Advertising Technology Companies: What They Sell vs. What You Need

Advertising technology companies build the infrastructure that sits between a brand’s budget and its audience. They handle the buying, targeting, serving, and measurement of digital ads at scale, and the category now spans hundreds of platforms, each solving a slightly different part of the same problem. The challenge for any senior marketer is not finding adtech vendors. It is working out which ones are actually worth the contract.

That distinction matters more than most vendor decks will ever admit.

Key Takeaways

  • The adtech stack has grown faster than most marketing teams’ ability to evaluate it. Buying decisions made under time pressure routinely outlast the strategy they were meant to support.
  • Most adtech vendors optimise for their own metrics, not your business outcomes. Understanding the difference is the most commercially important skill in this category.
  • Programmatic buying, clean rooms, and identity resolution are not interchangeable. Each solves a specific problem, and deploying the wrong tool for the wrong problem is expensive.
  • The measurement layer of your adtech stack deserves as much scrutiny as the activation layer. A tool that tells you what you want to hear is not a measurement tool.
  • Adtech consolidation is accelerating. The vendors who survive the next five years will be the ones with genuine data assets, not just distribution pipes.

What Do Advertising Technology Companies Actually Do?

Adtech is not a single category. It is a collection of overlapping functions that have been packaged, repackaged, and renamed enough times to confuse even experienced buyers. At its core, the category covers four things: media buying and inventory access, audience data and targeting, ad serving and creative delivery, and measurement and attribution. Most vendors touch at least two of these. Some claim to touch all four, which should prompt a healthy amount of scepticism.

Demand-side platforms (DSPs) let advertisers buy programmatic inventory across exchanges in real time. Supply-side platforms (SSPs) sit on the publisher side, helping them monetise that inventory. Data management platforms (DMPs) and customer data platforms (CDPs) handle audience segmentation, though the distinction between the two has blurred considerably as CDPs have absorbed more of the DMP use case. Ad servers manage the delivery and tracking of creative. Clean rooms allow data collaboration between parties without exposing raw user-level data. And then there is the measurement layer: multi-touch attribution tools, media mix models, brand lift studies, and incrementality testing platforms, each offering a different lens on the same question of what is actually working.

When I was running iProspect and managing hundreds of millions in media spend across thirty-odd industries, the adtech landscape looked nothing like it does today. The stack was simpler, the data was messier, and the measurement was frankly more honest about its own limitations. What has changed is not the underlying complexity of advertising. It is the number of vendors willing to sell you a solution to that complexity, and the sophistication with which they present it.

If you are thinking about how adtech fits into a broader commercial strategy, the Go-To-Market and Growth Strategy hub covers the wider framework that media technology decisions should sit inside.
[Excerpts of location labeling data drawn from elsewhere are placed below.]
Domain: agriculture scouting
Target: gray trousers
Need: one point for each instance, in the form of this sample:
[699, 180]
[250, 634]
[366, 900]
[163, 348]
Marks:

Adtech is an enabler of growth strategy, not a substitute for one.

Why the Adtech Market Is Harder to Read Than It Looks

The advertising technology market has a structural problem that nobody in the industry talks about loudly enough. The vendors who benefit most from opacity are often the ones with the most sophisticated sales teams. That is not a coincidence.

Programmatic advertising introduced enormous efficiency into media buying. It also introduced an enormous number of intermediaries, each taking a margin. The ANA’s programmatic media supply chain transparency study, published a few years ago, found that a significant portion of every programmatic dollar was absorbed by fees before it reached a publisher. The exact figures have been debated, but the directional finding, that the supply chain is inefficient and often opaque, has not been seriously challenged. For any marketer managing a substantial media budget, understanding where your money actually goes is not a technical question. It is a commercial one.

The identity resolution challenge has added another layer of complexity. Third-party cookies are effectively finished as a targeting mechanism, and the industry has spent several years debating what replaces them. Contextual targeting has had a resurgence. First-party data strategies have become a genuine priority for brands that previously relied on third-party audiences. Clean room technology has moved from experimental to mainstream for larger advertisers. None of these are simple to implement, and each has generated a new wave of vendor claims that deserve careful scrutiny.

I judged the Effie Awards for several years, which gives you a particular vantage point on effectiveness. The work that wins tends to share a characteristic: the team understood what they were actually trying to achieve commercially, and every tool in the stack, including the adtech, was chosen to serve that outcome. The work that does not win, and the campaigns that quietly underperform in the real world, often reflect the opposite. The stack was assembled first, and the strategy was built around what the stack could do.

The Main Categories of Adtech Vendors and What They Are Solving

Rather than listing every vendor in the market, which would be both exhausting and out of date before publication, it is more useful to think about the adtech landscape by the problem each category is genuinely solving.

Programmatic buying platforms. DSPs like The Trade Desk, DV360, and Amazon DSP give buyers access to open exchange and private marketplace inventory across display, video, connected TV, audio, and digital out-of-home. The differentiation between them is real but often overstated in vendor presentations. What matters more than platform choice is how well your team understands the levers inside the platform, and whether the optimisation signals you are feeding it are actually connected to business outcomes rather than proxy metrics.

Data and identity infrastructure. This is where the market has seen the most disruption over the past three years. CDPs from vendors like Segment, Treasure Data, and ActionIQ help brands consolidate first-party data and make it usable for targeting and personalisation. Identity resolution platforms attempt to stitch together fragmented signals across devices and environments. Clean room solutions from LiveRamp, Habu, and others allow brands to match their data against publisher or partner data without sharing raw records. These are not interchangeable tools. Each addresses a specific data problem, and buying the wrong one because the sales pitch was compelling is a mistake I have seen made at every level of marketing maturity.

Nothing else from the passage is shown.